Bacteroides-targeting bacteriophages (phages) are among the most common members of the highly diverse human gut virome, leading us to evaluate their contribution to the observed genome plasticity in this genus. To investigate bacteria-phage interactions in the gut, we utilized viral contigs (viromes) assembled using data from virus-like particle preparations of 22 DIABIMMUNE subjects40. Using bacterial metagenomes of subjects with viral contig data and a designated computational method45 (Supplementary Note 3), we reconstructed metagenomic CRISPR arrays that harbor spacer sequences targeting phages to which bacteria have adapted a response. We found the number of CRISPR spacers in the metagenomes reflected the microbiomes’ increasing diversity and overall maturation (Supplementary Figure 3). In total, we identified 2,463 CRISPR spacers matching sequences in the gut virome across all samples, of which 223 matched sequences in the gut virome of the same subject (Supplementary Figure 4, Supplementary Table 8). We found 658 of these spacers in CRISPR cassettes on assembled metagenomes, covering 32 bacterial taxa, with B. vulgatus harboring the most (84, 28.5% of the spacers matching contigs annotated on species level), B. dorei harboring 9, and all Bacteroides spp. collectively harboring 138 spacer sequences (Supplementary Table 9). Additionally, when mapped against the virome, 105 (4.2%) spacers matched viral contigs annotated as Bacteroides spp phages. These data suggest Bacteroides spp. were exposed to an extensive phage repertoire in the children’s guts, providing a plausible mechanism for increased genomic plasticity in Bacteroides.

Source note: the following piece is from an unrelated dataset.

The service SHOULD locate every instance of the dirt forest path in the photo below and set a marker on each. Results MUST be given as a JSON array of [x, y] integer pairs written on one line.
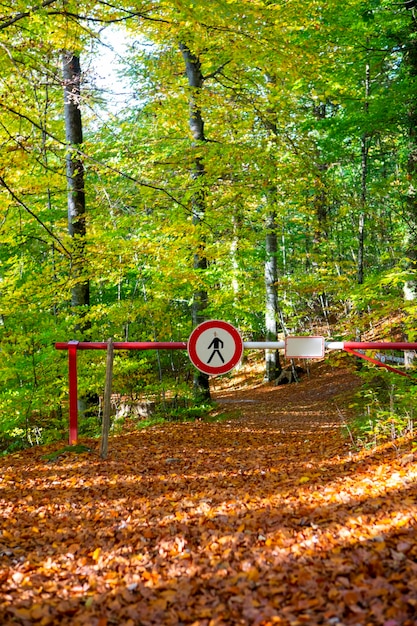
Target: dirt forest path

Metagenomic assembly highlights strain diversification patterns within gut species

To explore accessory genome variation more broadly and across all taxa, we turned to de novo metagenome assembly of DIABIMMUNE metagenomes. This expanded the gene pool (number of observed non-redundant genes) to 6,328,944 gene families, compared to 1,932,010 gene families found using NCBI isolate genomes. Using a co-abundance technique30, we binned the assembled metagenomes into metagenomic species and constructed pangenomes for 22 species (Fig. 1B, C).

Among all analyzed species, Bacteroides spp. and E. coli harbored the largest assembled pangenomes, each with over 25,000 genes (Fig. 1C), consistent with high genome plasticity reported in these taxa44,46. Consistent with the SNP haplotype analysis, strains recovered from the same individual were more similar to each other than to strains found in different individuals (Fig. 1B, Supplementary Table 5). The magnitude of variability, however, was much higher for gene content than for SNP haplotypes (Fig. 1A, B). These measures were highly correlated in most species but showed low or no correlation in a minor subset, including F. prausnitzii and B. dorei (Fig. 1D). In B. dorei, the results from metagenomic assemblies and isolate genomes showed a similar trend, suggesting the incongruity between SNP haplotypes and assembled genomes was not an artefact of metagenomic assembly (Fig. 1E). Rather, it indicates a more rapid or higher volume diversification in the accessory genome compared to the point mutation rate in the core genome. In contrast, E. coli metagenome assemblies displayed a high correlation between gene content and SNP haplotype similarities (Fig. 1F) as previously reported47.

We again used the longitudinal nature of our study to compare the difference in gene content between strains from the same or different individuals. On average, B. dorei metagenomic assemblies had 88% gene content similarity in intra-subject comparisons and significantly lower (69%) similarity in inter-subject comparisons. Notably, these values are within the observed range comparing B. dorei isolate genomes (Supplementary Figure 2). H. parainfluenzae, an autochthonous oral cavity member, was an outlier with very similar intra- and inter-subject gene similarities (65% and 62%, respectively), conceivably reflecting transient gut colonization events and frequent replacement with new strains transmitted from the oral cavity. A closer investigation of colonization patterns for several common oral species in the guts of these children revealed that many such species bloomed in Finnish and Estonian infants during the first year of life (Supplementary Note 4, Supplementary Figure 5, Supplementary Table 10).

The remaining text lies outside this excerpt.